No es extraño que estudiosos como Umberto Eco, Dominique Wolton o Eduardo Vizer, entre muchos otros, se hayan referido a la creciente incapacidad de comunicar y a la incapacidad de procesar datos en las nuevas generaciones: a mayor velocidad de circulación de la información, menor capacidad de reflexión y generación de conocimiento. La información es abundante pero la incomunicación cada vez mayor.
Dominique Wolton afirma que la información es el mensaje, mientras que la comunicación es la relación, algo mucho más complejo.

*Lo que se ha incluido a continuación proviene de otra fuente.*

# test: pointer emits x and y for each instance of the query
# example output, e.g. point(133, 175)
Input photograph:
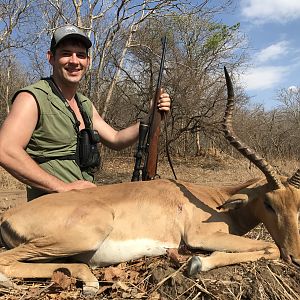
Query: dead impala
point(115, 223)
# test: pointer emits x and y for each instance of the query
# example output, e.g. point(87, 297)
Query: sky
point(273, 31)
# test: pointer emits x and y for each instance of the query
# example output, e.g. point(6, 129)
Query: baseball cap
point(67, 32)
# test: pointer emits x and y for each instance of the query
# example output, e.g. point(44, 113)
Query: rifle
point(151, 131)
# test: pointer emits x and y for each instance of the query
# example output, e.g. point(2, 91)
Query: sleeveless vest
point(55, 135)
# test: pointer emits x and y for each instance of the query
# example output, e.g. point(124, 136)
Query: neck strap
point(55, 89)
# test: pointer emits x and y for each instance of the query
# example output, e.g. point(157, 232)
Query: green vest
point(55, 135)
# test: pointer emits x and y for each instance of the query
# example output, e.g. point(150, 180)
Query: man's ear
point(50, 57)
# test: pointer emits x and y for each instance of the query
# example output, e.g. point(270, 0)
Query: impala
point(120, 222)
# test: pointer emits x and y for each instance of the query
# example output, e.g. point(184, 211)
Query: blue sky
point(273, 31)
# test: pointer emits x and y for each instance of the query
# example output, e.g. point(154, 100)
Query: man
point(42, 125)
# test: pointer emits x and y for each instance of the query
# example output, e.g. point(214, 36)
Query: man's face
point(70, 62)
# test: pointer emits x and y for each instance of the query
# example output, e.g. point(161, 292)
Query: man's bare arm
point(15, 134)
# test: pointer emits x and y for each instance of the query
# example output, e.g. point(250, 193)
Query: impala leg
point(240, 249)
point(11, 265)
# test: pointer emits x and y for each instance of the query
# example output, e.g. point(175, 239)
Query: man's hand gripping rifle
point(149, 133)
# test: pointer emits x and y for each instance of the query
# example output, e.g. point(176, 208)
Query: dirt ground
point(164, 277)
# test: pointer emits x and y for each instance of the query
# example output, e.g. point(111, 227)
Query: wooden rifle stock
point(150, 168)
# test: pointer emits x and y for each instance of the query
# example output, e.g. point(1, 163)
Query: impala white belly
point(113, 252)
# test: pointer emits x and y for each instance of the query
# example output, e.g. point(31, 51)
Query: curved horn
point(258, 161)
point(295, 180)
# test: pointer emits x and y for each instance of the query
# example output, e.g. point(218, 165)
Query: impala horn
point(295, 180)
point(258, 161)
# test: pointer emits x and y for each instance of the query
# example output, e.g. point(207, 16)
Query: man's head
point(69, 32)
point(68, 55)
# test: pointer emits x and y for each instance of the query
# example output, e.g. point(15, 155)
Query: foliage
point(124, 65)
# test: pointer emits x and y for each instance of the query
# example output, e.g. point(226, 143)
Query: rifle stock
point(150, 167)
point(150, 130)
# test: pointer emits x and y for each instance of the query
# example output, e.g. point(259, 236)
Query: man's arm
point(119, 140)
point(15, 134)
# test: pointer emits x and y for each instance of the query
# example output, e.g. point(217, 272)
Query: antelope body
point(114, 223)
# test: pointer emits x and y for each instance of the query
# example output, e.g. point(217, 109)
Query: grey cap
point(67, 32)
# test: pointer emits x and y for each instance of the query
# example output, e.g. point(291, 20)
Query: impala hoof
point(89, 290)
point(194, 266)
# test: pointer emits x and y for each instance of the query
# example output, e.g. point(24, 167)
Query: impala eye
point(268, 206)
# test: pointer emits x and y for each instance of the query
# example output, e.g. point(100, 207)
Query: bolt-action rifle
point(149, 133)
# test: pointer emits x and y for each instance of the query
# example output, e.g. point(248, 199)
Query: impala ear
point(234, 202)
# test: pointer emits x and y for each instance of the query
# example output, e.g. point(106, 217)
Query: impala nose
point(296, 261)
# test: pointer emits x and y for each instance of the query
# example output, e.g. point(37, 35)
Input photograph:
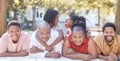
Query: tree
point(16, 6)
point(3, 16)
point(117, 18)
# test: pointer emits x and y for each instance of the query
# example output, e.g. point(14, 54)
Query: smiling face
point(68, 23)
point(14, 32)
point(78, 37)
point(109, 34)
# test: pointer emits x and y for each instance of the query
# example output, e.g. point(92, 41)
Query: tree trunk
point(117, 18)
point(2, 16)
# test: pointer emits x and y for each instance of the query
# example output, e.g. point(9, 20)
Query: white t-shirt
point(53, 36)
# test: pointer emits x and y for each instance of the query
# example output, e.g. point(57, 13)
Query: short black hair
point(77, 27)
point(50, 16)
point(13, 23)
point(109, 25)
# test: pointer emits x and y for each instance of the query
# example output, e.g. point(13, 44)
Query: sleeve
point(3, 45)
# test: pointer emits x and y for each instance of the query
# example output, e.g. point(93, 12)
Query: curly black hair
point(109, 25)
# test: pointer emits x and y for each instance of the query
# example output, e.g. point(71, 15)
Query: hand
point(35, 50)
point(88, 58)
point(23, 53)
point(53, 55)
point(49, 48)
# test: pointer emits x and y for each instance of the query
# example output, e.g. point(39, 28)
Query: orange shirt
point(83, 48)
point(106, 49)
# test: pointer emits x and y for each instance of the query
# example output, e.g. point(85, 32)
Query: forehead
point(77, 32)
point(44, 29)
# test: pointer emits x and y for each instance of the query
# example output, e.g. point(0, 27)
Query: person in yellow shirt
point(108, 43)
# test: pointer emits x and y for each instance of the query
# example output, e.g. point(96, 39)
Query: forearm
point(7, 54)
point(59, 38)
point(78, 56)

Y añade: “La ideología de la velocidad y de la transmisión en vivo se topa con el espesor de las culturas, de la historia y de la sociedad”. Eduardo Vizer dice que históricamente hay una visión “informacional” de la comunicación, de carácter funcional y pragmático, a la que se opone una visión de carácter crítico y “humanista”.
Quienes estamos vinculados así sea tangencialmente a la educación podemos constatarlo fácilmente en nuestras clases: los estudiantes conocen muy poco de todo, no hay nada en lo que puedan profundizar porque eso que conocemos como “cultura general” es muy pobre y su conocimiento de la historia contemporánea es inexistente. La manera de usar las “redes” los convierte en una suerte de autistas voluntarios (con perdón de quienes realmente padecen esa condición). No es raro ver grupos de jóvenes que están físicamente lado a lado, pero cada uno aislado en su teléfono celular. La adicción es notable: quienes nacieron con el celular en la mano no pueden ir ni siquiera dos minutos al baño sin el dispositivo que se ha convertido en una suerte de prótesis digital o extensión neuronal.

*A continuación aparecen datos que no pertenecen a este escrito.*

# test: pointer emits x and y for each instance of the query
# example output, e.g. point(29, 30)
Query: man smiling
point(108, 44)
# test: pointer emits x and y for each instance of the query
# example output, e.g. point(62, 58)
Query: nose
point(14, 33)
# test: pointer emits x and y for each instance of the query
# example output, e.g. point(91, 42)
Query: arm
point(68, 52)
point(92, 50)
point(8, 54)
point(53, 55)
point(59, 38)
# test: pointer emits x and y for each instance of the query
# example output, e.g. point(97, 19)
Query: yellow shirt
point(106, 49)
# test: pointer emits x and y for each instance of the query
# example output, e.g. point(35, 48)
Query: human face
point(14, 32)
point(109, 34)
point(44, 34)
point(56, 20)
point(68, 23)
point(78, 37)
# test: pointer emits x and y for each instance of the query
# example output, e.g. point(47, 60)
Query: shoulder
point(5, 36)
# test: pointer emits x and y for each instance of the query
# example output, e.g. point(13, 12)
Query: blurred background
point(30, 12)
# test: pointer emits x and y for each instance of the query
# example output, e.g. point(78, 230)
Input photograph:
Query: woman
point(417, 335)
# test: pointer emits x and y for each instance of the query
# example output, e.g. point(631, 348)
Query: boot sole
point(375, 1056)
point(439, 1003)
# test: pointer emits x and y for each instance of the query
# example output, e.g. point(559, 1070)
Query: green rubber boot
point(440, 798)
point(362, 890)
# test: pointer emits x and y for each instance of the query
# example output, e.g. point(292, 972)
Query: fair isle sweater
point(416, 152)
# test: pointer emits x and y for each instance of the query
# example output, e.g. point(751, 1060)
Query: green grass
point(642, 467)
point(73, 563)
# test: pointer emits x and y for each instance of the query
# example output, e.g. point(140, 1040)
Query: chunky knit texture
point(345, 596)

Esto afecta no solamente a los menores de 30 años sino a todas las generaciones que tienen acceso a internet: su manera de leer y comprender ha cambiado. Lo compruebo con amigos o conocidos que mencionan algún artículo reciente que (supuestamente) han leído en alguna plataforma de opinión o información, pero si uno indaga un poco más, apenas han sobrevolado el texto, reteniendo una porción mínima de su contenido, y por lo tanto mostrando limitaciones para reflexionar sobre los temas planteados.

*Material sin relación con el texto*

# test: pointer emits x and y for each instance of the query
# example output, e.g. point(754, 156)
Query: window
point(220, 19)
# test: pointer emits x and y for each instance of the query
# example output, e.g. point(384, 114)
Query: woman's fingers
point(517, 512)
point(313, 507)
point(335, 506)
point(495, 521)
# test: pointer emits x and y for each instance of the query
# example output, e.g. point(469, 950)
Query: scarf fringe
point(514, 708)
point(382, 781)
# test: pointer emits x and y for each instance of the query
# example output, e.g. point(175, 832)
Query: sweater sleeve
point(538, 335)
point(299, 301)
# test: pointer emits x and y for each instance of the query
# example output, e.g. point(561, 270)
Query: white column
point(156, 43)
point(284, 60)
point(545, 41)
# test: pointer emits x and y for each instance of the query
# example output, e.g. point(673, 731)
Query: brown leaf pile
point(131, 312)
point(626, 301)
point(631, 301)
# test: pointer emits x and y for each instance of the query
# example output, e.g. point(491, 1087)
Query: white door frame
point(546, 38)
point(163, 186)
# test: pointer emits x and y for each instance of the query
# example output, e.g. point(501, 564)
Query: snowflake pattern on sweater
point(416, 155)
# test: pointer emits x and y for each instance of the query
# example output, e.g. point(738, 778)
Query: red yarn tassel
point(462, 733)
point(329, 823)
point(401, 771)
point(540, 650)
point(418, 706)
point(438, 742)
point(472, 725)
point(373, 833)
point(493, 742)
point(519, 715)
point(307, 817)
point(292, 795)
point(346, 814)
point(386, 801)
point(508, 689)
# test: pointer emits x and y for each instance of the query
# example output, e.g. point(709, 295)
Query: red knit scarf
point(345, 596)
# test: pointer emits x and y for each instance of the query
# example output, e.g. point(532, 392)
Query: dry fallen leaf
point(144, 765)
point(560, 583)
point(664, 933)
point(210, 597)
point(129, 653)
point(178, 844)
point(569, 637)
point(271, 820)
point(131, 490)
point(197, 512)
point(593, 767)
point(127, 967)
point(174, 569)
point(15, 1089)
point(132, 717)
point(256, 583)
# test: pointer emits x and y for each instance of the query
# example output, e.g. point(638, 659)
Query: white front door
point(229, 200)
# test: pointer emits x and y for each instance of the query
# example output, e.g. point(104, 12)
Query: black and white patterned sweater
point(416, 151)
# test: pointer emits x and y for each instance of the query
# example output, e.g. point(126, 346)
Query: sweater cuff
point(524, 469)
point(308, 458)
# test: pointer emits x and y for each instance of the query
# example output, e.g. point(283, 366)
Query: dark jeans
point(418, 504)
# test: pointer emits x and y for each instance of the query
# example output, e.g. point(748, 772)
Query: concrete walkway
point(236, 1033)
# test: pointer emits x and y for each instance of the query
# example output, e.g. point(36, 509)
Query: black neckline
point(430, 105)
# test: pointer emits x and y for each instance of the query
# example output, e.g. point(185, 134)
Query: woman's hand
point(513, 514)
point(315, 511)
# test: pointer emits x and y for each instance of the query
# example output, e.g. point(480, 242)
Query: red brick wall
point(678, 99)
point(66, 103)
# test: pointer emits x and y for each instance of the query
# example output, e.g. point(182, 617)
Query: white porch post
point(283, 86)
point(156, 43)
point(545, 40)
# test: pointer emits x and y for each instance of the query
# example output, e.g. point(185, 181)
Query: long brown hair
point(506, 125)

La gente de mi edad vive en internet formas de desconcierto y extravío. Quieren ser ciudadanos virtuales para no quedar al margen de las nuevas tecnologías, pero su modo de uso es por demás curioso. Unos se convierten en repartidores de memes mil veces publicados, sin verificar las fuentes ni agregar valor al contenido. Otros publican con una mano piadosas oraciones cada día, y con la otra, fotos de jóvenes en bikini. Me hace gracia esa suerte de esquizofrenia que viene con la edad y con la incapacidad de entender las plataformas digitales como instrumentos de comunicación.
Por ello, se me ocurre recomendar el retorno a una práctica antigua y beneficiosa: lean en voz alta para leer bien, para retener lo que leen y para reflexionar sobre lo leído. Cuenta Fernando Savater en un delicioso libro que he comentado meses atrás, que Flaubert tenía sobre su escritorio tres páginas en blanco: en la primera escribía lo que espontáneamente surgía de su pluma, en la segunda copiaba un texto más ordenado y resumido, y en la tercera pulía el texto definitivo, así fuera un solo párrafo. Luego salía al jardín que tenía junto a su solitario estudio, y ahí entre los árboles leía en voz alta lo que había escrito. Me parece maravilloso.
(Escribo el párrafo anterior con la certeza de que pocos han llegado al final de este artículo para leer la recomendación).